Bas Buckle

Medal record

Representing Canada

Men's curling

World Senior championships

= Bas Buckle =

Canadian curler

Bazel "Bas" Buckle (born c. 1948) is a Canadian curler from Corner Brook, Newfoundland and Labrador. He is a two-time World Senior champion.

Buckle was born in Forteau, Dominion of Newfoundland.

==Career==
===Mixed===
Buckle won his first provincial championship in 1988, playing second on the Gary Oke mixed team. The team, which also consisted of Laura Phillips at third and Diane Boulanger at lead represented Newfoundland at the 1988 Canadian Mixed Curling Championship, where they finished with a 5–6 record. Oke and Buckle won the provincial mixed championship again in 1989, this time with Cindy Crocker at third and Annette Osborne at lead. The rink went on to represent Newfoundland at the 1989 Canadian Mixed. There, the team went win-less, losing all 11 of their matches.

===Seniors===
Buckle did not win another provincial championship until 2002, when he skipped his team of Bob Freeman, Gerry Young and Harvey Holloway to a provincial senior (50+) championship. The rink represented Newfoundland and Labrador at the 2002 Canadian Senior Curling Championships, where they team finished with a 3–8 record. The team won another provincial senior title in 2003, and improved their record at the 2003 Canadian Senior Curling Championships, going 4–7. They won a third straight provincial championship in 2004. The team finally found success at the 2004 Canadian Senior Curling Championships. There, Buckle led his team to an 8–3 round robin record, tied for first place with the defending champion Alberta rink, skipped by Tom Reed. The team earned a bye to the final, where they faced off against Nova Scotia's Team Steve Ogden. They beat Nova Scotia in an extra end in the final, 9–8. This earned the team a trip to Sweden to represent Canada at the 2004 World Senior Curling Championships. There, they went undefeated, and beat the United States (skipped by Bill Kind) in the gold medal game, 8–3.

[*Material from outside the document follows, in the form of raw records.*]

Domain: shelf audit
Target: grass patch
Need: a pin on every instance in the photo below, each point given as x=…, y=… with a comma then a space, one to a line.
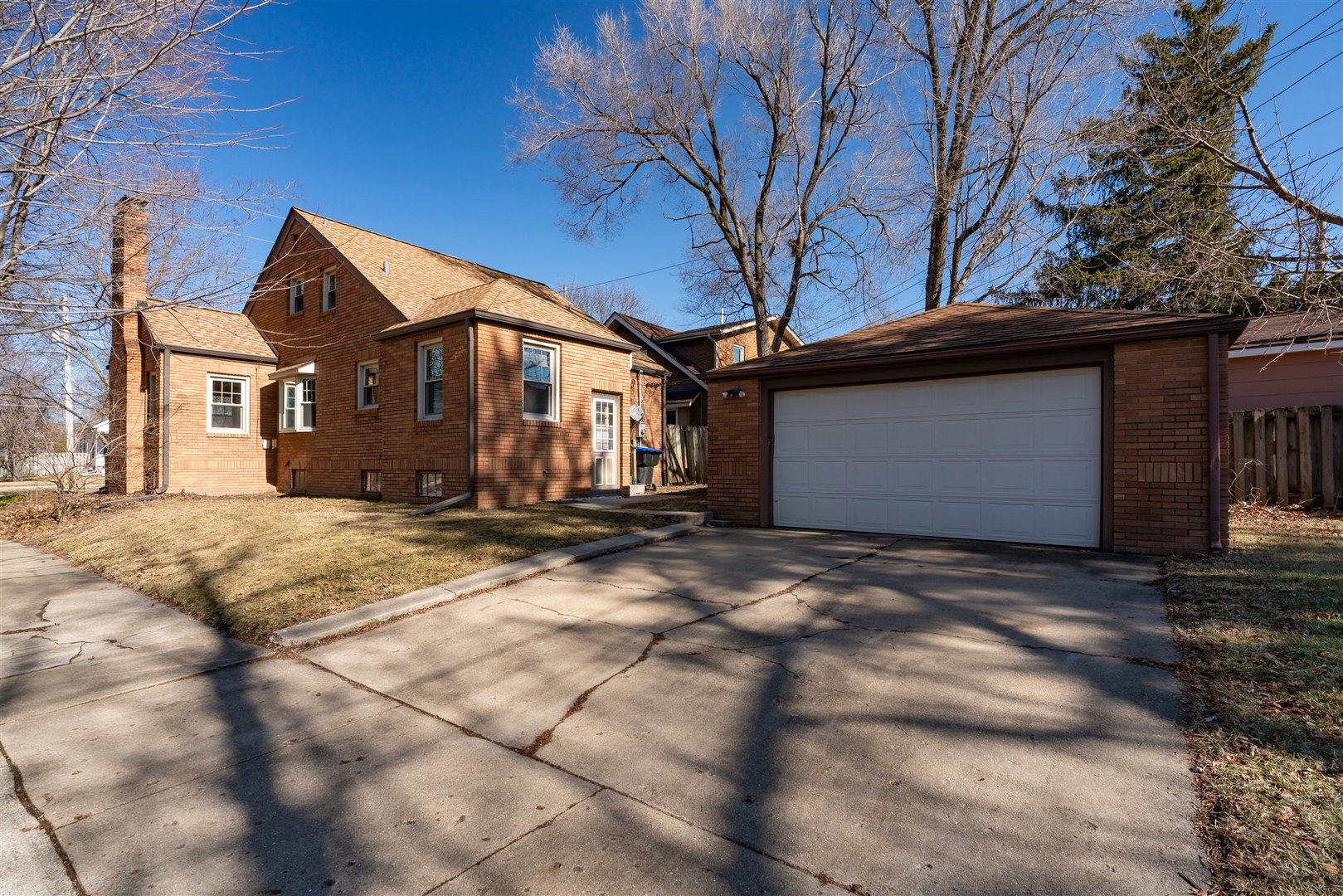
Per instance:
x=251, y=566
x=1262, y=635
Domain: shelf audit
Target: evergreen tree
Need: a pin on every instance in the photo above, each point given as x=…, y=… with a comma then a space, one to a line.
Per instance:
x=1152, y=223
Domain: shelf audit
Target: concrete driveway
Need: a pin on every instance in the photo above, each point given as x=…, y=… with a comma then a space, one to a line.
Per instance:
x=735, y=711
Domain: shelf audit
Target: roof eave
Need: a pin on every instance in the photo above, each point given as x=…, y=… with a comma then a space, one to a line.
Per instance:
x=419, y=327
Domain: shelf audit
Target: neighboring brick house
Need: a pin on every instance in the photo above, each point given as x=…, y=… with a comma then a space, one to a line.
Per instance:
x=1095, y=429
x=390, y=371
x=1288, y=360
x=689, y=353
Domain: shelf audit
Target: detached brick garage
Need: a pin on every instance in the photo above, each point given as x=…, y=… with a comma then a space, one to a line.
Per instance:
x=1005, y=423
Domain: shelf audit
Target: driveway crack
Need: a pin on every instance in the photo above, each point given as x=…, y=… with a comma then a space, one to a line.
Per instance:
x=520, y=837
x=625, y=587
x=577, y=707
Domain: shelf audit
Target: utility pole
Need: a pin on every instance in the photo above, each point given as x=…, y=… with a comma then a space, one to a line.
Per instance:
x=69, y=377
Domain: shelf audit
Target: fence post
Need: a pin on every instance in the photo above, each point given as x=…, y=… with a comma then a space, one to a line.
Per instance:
x=1260, y=458
x=1306, y=488
x=1329, y=460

Due to the rescheduling of the Canadian and World Senior Championships which resulted in the two events being held at the same time, the Buckle rink were invited to represent Canada again at the 2005 World Senior Curling Championships without having to play at the Canadian Seniors again. In group play, Buckle led the team to a 5–3 record, putting them in a four-way tie for second place. The team won their tiebreaker game against Germany, then beat Switzerland in the semis before facing off against the United States once again in the semi-final. They were successful again, defeating the David Russell-led rink 5–4.

Team Buckle won another provincial title in 2006. The team could not repeat their success at the 2006 Canadian Senior Curling Championships, going 4–7. Buckle won his final provincial seniors title in 2007 with new third Ken Thomas. At the 2007 Canadian Senior Curling Championships, they finished 4–7 again.

In 2008, Buckle broke his ankle and took some time off from curling.

===Post seniors===
Buckle won a provincial masters (60+) title with Oke in 2020. He won the Newfoundland and Labrador Curling Club Championship in 2023, and represented the province at the 2023 Canadian Curling Club Championships, where he led his Corner Brook Curling Club team to an 0–6 record. At the event, he stated it would be his last national championship.

==Personal life==
Buckle is a retired paper mill worker.